Neville Goddard
Neville Goddard-An American Mystic
Spiritual educator Neville Goddard has managed to continue his powerful message of spiritual awareness and the way that individuals can harness this amazing power even beyond the grave. In a resonating pitch, Neville has left his tapes, books, and TV media with words what many today still find unbelievable: that our thoughts are things, and we create our outside world through them.
Neville Goddard was deemed part of the “new age thought,” during his time. Much like today except there are new faces with the same message. However, the biggest difference is the opportunity that many today have with the media. YouTube, Facebook, Twitter, phone Apps, and a host of other gadgets is something that Mr. Goddard had no access to during his time even though he lived into the 20th century and managed to spread his word successfully.
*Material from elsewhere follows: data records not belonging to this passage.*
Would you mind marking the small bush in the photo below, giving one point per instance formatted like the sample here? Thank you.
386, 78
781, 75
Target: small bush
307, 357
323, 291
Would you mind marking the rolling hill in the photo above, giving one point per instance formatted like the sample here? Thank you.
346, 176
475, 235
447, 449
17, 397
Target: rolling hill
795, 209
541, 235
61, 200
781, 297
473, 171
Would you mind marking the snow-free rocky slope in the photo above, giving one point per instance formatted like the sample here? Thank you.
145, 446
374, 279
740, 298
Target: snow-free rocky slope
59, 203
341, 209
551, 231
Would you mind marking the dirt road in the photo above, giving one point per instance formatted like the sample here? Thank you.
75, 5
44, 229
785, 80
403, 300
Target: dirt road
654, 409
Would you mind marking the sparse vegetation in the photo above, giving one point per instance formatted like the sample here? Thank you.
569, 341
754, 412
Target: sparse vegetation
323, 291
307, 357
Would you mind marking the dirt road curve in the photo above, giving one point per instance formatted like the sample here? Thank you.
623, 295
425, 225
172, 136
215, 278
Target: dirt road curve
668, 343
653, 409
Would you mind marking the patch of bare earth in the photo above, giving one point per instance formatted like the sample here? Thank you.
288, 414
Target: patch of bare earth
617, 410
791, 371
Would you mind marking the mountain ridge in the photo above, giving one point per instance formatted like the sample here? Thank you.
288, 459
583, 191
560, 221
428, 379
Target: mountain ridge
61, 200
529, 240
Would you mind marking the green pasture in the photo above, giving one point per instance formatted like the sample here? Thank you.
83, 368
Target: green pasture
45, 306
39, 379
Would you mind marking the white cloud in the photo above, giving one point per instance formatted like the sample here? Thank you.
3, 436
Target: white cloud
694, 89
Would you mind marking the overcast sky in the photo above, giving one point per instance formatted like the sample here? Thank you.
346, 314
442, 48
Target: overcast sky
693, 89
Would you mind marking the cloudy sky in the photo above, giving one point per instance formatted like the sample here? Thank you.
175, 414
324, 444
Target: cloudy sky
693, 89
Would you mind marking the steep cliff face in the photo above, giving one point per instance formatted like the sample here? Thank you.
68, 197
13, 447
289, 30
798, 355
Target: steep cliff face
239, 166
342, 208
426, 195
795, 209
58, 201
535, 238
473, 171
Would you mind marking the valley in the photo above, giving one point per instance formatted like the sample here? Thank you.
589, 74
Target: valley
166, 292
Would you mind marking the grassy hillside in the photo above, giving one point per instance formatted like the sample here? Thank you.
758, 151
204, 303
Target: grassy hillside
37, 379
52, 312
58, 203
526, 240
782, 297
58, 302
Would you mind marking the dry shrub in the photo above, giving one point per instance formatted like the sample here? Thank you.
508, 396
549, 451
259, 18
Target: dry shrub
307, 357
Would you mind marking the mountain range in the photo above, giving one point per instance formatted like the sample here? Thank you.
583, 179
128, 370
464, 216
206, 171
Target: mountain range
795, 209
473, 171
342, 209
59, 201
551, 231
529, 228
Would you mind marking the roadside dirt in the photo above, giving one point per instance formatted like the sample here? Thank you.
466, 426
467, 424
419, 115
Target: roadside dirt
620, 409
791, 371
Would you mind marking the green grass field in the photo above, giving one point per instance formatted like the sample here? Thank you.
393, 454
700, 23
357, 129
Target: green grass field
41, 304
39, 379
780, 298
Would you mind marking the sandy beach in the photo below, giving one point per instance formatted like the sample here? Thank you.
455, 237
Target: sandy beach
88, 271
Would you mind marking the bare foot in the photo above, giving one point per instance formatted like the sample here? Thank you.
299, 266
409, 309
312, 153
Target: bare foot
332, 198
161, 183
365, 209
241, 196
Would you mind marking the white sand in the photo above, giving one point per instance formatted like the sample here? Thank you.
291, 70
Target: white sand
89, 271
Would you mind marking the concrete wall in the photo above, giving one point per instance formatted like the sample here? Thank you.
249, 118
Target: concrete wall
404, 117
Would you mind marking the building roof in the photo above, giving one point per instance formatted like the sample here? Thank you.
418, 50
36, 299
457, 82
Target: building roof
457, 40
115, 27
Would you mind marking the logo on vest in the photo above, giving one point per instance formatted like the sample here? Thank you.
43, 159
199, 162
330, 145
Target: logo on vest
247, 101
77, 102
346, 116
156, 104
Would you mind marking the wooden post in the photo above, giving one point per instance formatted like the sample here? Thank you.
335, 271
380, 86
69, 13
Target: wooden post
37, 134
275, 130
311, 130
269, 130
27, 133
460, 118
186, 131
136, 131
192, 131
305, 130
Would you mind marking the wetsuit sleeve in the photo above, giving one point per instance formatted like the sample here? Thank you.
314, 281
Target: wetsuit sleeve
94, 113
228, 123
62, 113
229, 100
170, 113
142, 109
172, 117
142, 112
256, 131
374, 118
Who is Neville Goddard-A Brief History
Neville Goddard was an articulate and charismatic individual who preached a philosophy termed “New Thought.” Born in St. Michael, Barbados in 1905, Neville was a middle child in a large family of nine boys and one girl. He journeyed over to the United States in 1922 to study drama at seventeen years of age. During this time, he became a dancer, married his first wife, and had a son named Joseph Neville Goddard.
While touring in England with his dance company, he became entwined with the enigma of metaphysics after receiving books from a noble gentleman on the subject. After returning to New York, he dismissed his desire for the entertainment world and committed himself to the learning of spiritual matters until his death in 1972. Carried by a self-taught enthusiasm of the workings of metaphysics, Neville encapsulated the translucency of creative thinking like no other New Though figure of his time.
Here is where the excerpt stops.